New Jersey will have some new tools to combat food insecurity, which is a growing global concern, via the Supplemental Nutrition Assistance Program (SNAP).
Gov. Phil Murphy signed a package of seven bills which were designed to simplify the process of entering into the program July 1. Additionally, Murphy signed bills to expand New Jersey’s child care options and to create a new child tax credit.
“Eliminating food insecurity is a crucial goal of the Legislature. (These bills will) maximize the efficiency of the SNAP program and decrease the waiting period for eligible families to receive assistance,” said State Sen. Nellie Pou (D-35).
Funding for SNAP Projects
Included within the seven bills were provisions to dedicate $750,000 to for a SNAP call center, $250,000 to establish SNAP training for county boards of social services, and $813,000 to expand use of electronic benefits transfer cards under the Senior Farmers’ Market Nutrition Program (SFMNP).
“Low-income seniors rely on the SFMNP program to access locally grown fresh fruit and vegetables. This bill would modernize the SFMNP program and provide ways that are more convenient for eligible seniors to make use of their benefits,” said State Sen. Linda Greenstein (D-14), who sponsored the farmers’ market bill.
Community Outreach Programs
The New Jersey Department of Human Services will be instructed to conduct additional SNAP outreach campaigns under one bill, and another will establish a state SNAP Minimum Benefit Program, allocating $50 to each eligible house at a $18 million cost.
“Recent data reveals that only 70% of eligible households participate in the SNAP program, which means a substantial number of eligible families who could benefit are not,” said State Sen. Andrew Zwicker (D-16). “Creating a SNAP outreach program would ensure more families are aware of and able to take advantage of a program that serves as a food security blanket for so many.”

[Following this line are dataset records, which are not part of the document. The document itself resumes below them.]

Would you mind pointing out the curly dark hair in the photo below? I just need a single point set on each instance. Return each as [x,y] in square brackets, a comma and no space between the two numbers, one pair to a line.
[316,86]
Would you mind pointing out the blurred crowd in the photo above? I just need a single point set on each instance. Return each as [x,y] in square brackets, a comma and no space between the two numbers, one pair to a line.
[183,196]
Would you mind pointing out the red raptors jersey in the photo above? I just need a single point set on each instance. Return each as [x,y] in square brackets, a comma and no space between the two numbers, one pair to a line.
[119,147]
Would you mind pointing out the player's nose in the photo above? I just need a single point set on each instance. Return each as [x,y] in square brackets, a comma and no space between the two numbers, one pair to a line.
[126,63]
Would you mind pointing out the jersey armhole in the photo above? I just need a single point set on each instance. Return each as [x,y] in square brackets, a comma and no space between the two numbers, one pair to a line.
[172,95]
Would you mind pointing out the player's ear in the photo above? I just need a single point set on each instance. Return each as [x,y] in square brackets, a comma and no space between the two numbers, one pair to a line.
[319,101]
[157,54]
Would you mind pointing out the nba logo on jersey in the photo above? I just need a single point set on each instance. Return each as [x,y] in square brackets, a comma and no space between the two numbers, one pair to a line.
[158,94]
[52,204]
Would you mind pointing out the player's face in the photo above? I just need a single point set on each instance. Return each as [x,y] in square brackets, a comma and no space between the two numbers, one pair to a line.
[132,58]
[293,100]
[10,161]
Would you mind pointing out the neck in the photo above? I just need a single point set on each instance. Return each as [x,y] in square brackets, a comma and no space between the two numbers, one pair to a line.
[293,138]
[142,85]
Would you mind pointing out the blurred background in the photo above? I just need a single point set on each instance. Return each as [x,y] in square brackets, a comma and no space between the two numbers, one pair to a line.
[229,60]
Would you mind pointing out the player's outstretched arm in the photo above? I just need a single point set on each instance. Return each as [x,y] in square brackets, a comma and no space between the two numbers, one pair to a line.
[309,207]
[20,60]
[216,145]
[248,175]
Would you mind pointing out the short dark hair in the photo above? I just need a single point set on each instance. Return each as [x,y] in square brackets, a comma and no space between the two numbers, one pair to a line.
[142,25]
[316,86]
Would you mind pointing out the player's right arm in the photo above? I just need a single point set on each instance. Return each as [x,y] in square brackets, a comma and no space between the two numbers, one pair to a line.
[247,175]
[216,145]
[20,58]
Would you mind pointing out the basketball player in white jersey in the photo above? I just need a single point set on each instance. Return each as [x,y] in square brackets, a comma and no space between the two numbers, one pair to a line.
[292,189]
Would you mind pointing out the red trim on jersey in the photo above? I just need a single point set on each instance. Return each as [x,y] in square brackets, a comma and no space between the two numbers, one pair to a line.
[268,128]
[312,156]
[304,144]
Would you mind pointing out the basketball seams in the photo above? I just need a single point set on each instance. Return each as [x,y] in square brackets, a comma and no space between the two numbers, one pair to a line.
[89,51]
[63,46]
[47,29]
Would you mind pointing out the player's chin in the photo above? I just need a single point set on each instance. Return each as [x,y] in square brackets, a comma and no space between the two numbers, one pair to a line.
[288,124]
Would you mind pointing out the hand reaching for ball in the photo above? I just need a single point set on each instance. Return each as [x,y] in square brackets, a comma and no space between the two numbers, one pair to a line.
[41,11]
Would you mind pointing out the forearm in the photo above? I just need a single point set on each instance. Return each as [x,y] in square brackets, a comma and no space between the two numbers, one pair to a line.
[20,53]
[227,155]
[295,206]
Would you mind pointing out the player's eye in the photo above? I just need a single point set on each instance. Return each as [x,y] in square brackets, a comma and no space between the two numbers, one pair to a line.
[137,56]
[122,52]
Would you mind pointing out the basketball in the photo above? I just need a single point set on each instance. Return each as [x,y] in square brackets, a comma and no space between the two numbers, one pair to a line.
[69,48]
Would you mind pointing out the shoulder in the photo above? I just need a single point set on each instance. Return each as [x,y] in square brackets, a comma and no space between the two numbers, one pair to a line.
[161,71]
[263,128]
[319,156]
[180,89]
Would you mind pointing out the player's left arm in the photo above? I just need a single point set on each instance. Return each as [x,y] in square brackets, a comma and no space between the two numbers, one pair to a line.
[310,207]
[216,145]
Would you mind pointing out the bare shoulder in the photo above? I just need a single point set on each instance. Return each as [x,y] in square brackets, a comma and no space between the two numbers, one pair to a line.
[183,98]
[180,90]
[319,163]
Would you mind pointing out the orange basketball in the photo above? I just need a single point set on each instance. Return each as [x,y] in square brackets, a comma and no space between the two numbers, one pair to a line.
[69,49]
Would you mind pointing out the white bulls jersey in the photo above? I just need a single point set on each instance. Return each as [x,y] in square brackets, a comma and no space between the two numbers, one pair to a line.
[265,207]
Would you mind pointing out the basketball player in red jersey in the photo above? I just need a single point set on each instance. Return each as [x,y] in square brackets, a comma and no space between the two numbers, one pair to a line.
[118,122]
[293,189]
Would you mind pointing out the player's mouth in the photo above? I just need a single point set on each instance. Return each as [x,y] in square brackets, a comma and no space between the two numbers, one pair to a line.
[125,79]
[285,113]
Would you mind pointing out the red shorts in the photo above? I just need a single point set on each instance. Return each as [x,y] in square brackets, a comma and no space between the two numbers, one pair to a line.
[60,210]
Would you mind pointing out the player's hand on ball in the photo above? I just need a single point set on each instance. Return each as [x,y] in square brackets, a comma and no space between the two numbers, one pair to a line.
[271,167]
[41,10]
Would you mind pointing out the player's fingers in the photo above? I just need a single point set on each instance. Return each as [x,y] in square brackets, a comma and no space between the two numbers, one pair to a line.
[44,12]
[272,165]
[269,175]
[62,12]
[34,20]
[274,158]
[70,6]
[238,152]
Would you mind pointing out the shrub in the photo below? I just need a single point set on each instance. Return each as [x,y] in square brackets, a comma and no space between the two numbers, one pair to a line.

Additionally, some of the laws would require Human Services officials to apply to the federal government for a waiver for time limits for childless adults who receive SNAP, and eliminate employment and training requirements to participate in the program.
A Global and Pervasive Issue
Government data from the Bureau of Labor Statistics found consumer food prices had increased 10.1% in May when compared to May 2021, but the issue stretched far beyond New Jersey.
The cumulative effects of the COVID-19 pandemic, supply chain snarls, the war in Ukraine, and rising inflation were also pressuring global food security. The United Nations’ Food and Agriculture Organization (UNFAO) reported world hunger rose in 2021, with around 2.3 billion people across the globe facing moderate to severe difficulty in obtaining enough to eat, reported Yahoo! Finance (July 7).
Meanwhile, a July 8 report from The Wall Street Journal noted this global issues was affecting the poor in both the world’s least- and most-developed countries, showcasing how pervasive the issue was. A May 5 from WSJ found food bank usage was up in the U.S., too.